最後まで質の高いプレーを続けられたベネズエラ。
確かにこの試合、日本守備陣の集中力は高く、攻撃陣も決定的なチャンスを何度か作っており、「勝てる試合」だったことは間違いない。だが、ベネズエラはそれ以上のプレーをしてきたのだ。
「日本は疲れてきたら推進力が無くなっていったけど、ベネズエラは得点に至るまでの推進力が、90分戦った後でも凄かった。そういうところの差が出た気がします」(市丸)
延長戦では、明らかにベネズエラにチャンスが増えた。

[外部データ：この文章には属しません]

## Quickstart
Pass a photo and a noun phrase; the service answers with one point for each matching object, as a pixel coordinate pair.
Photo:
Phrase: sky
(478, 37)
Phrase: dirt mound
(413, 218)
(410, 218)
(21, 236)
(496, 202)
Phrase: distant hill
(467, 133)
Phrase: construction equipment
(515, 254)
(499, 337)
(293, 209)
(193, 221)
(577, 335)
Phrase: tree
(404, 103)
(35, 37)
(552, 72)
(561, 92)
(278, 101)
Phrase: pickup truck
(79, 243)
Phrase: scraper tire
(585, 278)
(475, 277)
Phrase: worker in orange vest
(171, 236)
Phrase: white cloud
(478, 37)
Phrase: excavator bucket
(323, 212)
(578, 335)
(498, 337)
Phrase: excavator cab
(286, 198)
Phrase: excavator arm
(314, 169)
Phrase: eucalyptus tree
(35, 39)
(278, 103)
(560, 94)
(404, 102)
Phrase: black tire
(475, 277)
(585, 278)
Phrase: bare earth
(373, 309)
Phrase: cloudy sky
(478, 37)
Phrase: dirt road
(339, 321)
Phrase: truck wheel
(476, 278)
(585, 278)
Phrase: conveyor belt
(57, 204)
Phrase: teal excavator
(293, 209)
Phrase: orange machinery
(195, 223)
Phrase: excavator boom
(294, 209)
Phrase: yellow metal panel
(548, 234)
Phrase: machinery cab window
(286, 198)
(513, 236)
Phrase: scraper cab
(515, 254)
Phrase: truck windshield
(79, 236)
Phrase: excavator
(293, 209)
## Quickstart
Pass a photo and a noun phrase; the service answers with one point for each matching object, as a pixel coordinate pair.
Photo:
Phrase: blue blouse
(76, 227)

そして、最終的にセットプレーとは言え、ベネズエラは決勝弾をものにしている。
この決勝点となったCKも、心身ともに疲れきっているはずの時間帯で彼らの頭脳がいかに明晰だったかを表している典型的なプレーだった。
1回目のコーナーキックで読まれていた、日本の動き。
決勝点を生んだ左CKの1つ前のプレーは、実は、ほぼ同じような左CKだった。
ベネズエラのキッカーのMFロナルド・ルセナが右手を上げてサインを送ると、その右足から放たれたボールがニアサイドに飛び込んだDFナウエル・フェラレーシの頭へ向かっていく。この時、ベネズエラの選手達はフェラレーシを先頭に計5人の選手がゴール前に飛び込んでいた。それに対し、マンツーマンで守っていた日本のDF陣も、そのまま張り付く形で全員がゴール前のスペースに飛び込んでいった。
ベネズエラの選手たちは、これを見逃さなかった。
そして再度CKになると、キッカーのルセナは両手を上げて別のサインを送っていた。それを見たゴール前の選手たちも、瞬時にルセナの意図を理解していた。

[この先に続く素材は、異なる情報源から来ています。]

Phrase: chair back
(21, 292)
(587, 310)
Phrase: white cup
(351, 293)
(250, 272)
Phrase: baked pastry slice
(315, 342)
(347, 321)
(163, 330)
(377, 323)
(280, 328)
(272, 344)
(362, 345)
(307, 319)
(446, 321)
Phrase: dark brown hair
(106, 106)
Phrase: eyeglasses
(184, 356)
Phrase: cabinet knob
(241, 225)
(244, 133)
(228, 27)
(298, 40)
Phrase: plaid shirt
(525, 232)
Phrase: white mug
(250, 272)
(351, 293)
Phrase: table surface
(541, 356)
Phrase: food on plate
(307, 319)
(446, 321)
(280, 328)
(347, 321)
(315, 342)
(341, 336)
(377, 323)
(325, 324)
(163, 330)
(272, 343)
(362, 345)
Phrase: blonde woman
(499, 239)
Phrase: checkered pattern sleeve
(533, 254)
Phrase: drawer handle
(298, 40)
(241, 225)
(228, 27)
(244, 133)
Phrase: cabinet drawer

彼のキックが放たれた瞬間、フェラレーシは1本目と同じニアに飛び込み、他の2人もゴール前に向かった。しかし残る2人は、さっきと同様にゴールに向かうと思わせながら、瞬時に逆の方向、ゴールから離れるポジションへと動き出した。
ルセナのボールは1本目と同じフォームから放たれているように見えたが、ボールを右足アウトサイドで蹴るように変えたことで、1本目とは逆、ゴールから少し離れた弾道となり、MFヤンヘル・エレーラの頭にピタリと合った。

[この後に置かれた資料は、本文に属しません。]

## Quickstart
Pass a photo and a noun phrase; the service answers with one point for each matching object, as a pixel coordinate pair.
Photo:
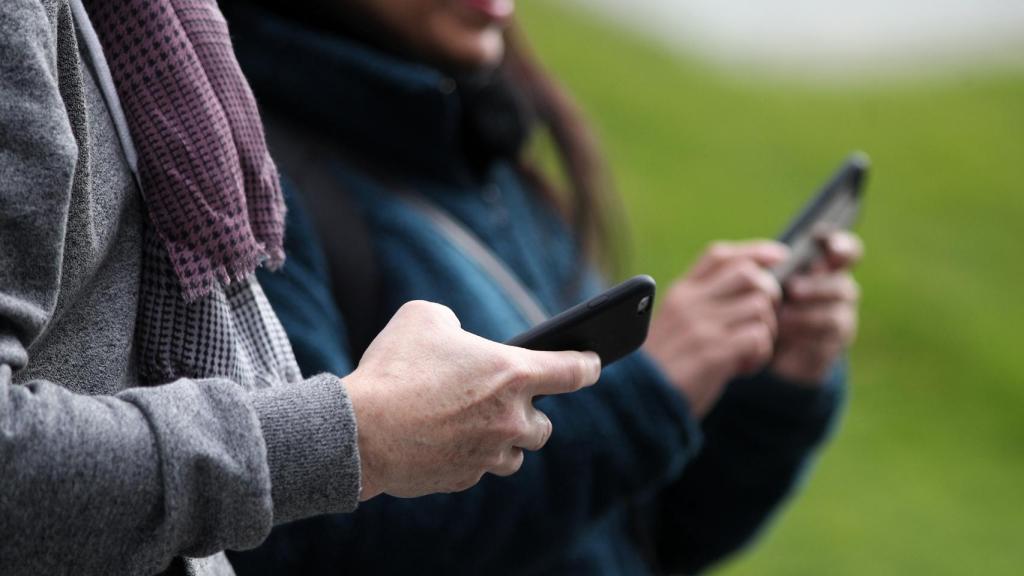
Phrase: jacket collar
(377, 107)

完全に逆を突かれたCB冨安健洋らは、エレーラのヘッドを邪魔することができず、そのままボールはゴールに吸い込まれた。
ベネズエラの選手たちは日本が見せた動きのパターンを見逃さず、瞬時に全員で攻め方を共有してゴールに結びつけたのだ。当然、ベネズエラの選手たちにも相当な疲労があったはずだが、この瞬間だけは頭をクリアにし、ゴールへの推進力を一気に上げたのだ。
裏を返せば、もし日本の選手がサインの変化や、1本目のCKでの守備パターンの隙に気付き、選手間で共有してもっと注意していれば防げた失点だった。